What attracted you to starting this as a craft?
I think it is the organic naturalness that shines through - being a bit of a "Greenie" I really like the idea of recycling, reclaiming, reusing and recreating.
What are you working on right now?
I have been collating sample sheets, recipes & techniques of every batch I have made since I began and I am toying with some ideas about producing a series of volumes (Possibly 9 copies of each volume) all handbound, printed and containing a sample from each of the over 200 I have have done to date. It a huge endeavour and as I said I am just throwing around ideas at the moment. Apart from this I am producing several One-of-A-Kind books with Exposed stitching techniques known as Ethiopian Binding.

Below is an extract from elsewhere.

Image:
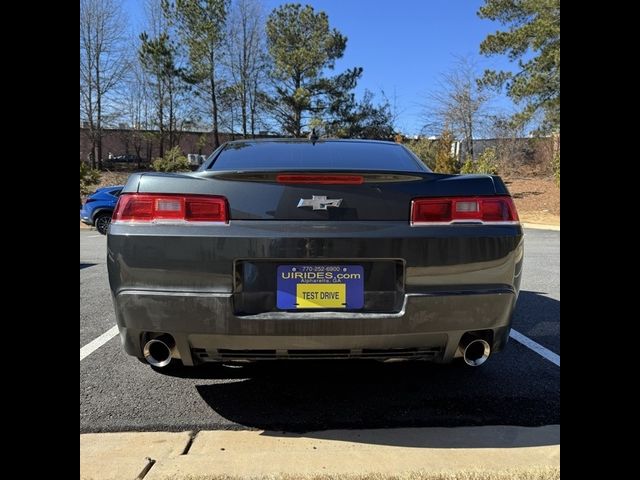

Where do you look for inspiration when you are about to start something new?
Nature and her palette are my muses. From my studio window I see textured bark, delicate petal formations and twisting vines. When we travel it is the silver sculpture of a dead tree, the topography of the hills, the cleavage of valleys, the contrast of blue sky to red earth, the motion of the waves. There is endless inspiration out there.
What was the most difficult piece you have created and why?
Each time I venture into a new binding technique or explore something new it becomes my most 'difficult' piece to date. So right now it would be multiple needle binding techniques. You need more than one pair of hands!
What would be your favourite part of the process of paper making?
The Unkown. Whilst modern industry has turned papermaking into an exact science I work strictly in the arena of artistic experimentation. I am always trying something new, adding strange fibre mixes to see if I can produce a sheet with different qualities. That, for me, is what papermaking is all about. Experimenting.
If you had to choose a favourite piece you have made what would it be?
Whilst doing a workshop at Text-Isle Forum with Artists Books back in 2000 I was shown a technique that everyone but me seemed to know. I just loved it and the image Terra is that sample piece I produced that day. Unfortunately I have many books that have been made and sold before I photographed them - One that I do have an image of is called 'Tome' made from Cocos Palms. I like the organic feel and look of it. It sold last year and I kind of wish I hadn't.
You create a variety of different types of items from paper, including the paper itself. Which pieces do you enjoy creating the most and why?
At the heart of each work is the humble sheet of paper and that is still where my enthusiasm lays. I find it very relaxing. However I do enjoy producing books, Artists Books and artworks but they do require concentration and I don't always have the energy for it. When I need to recharge my creative energy I work on small books and cards to try out new ideas and experiment. Soon the ideas flow and I start off again on another creative journey.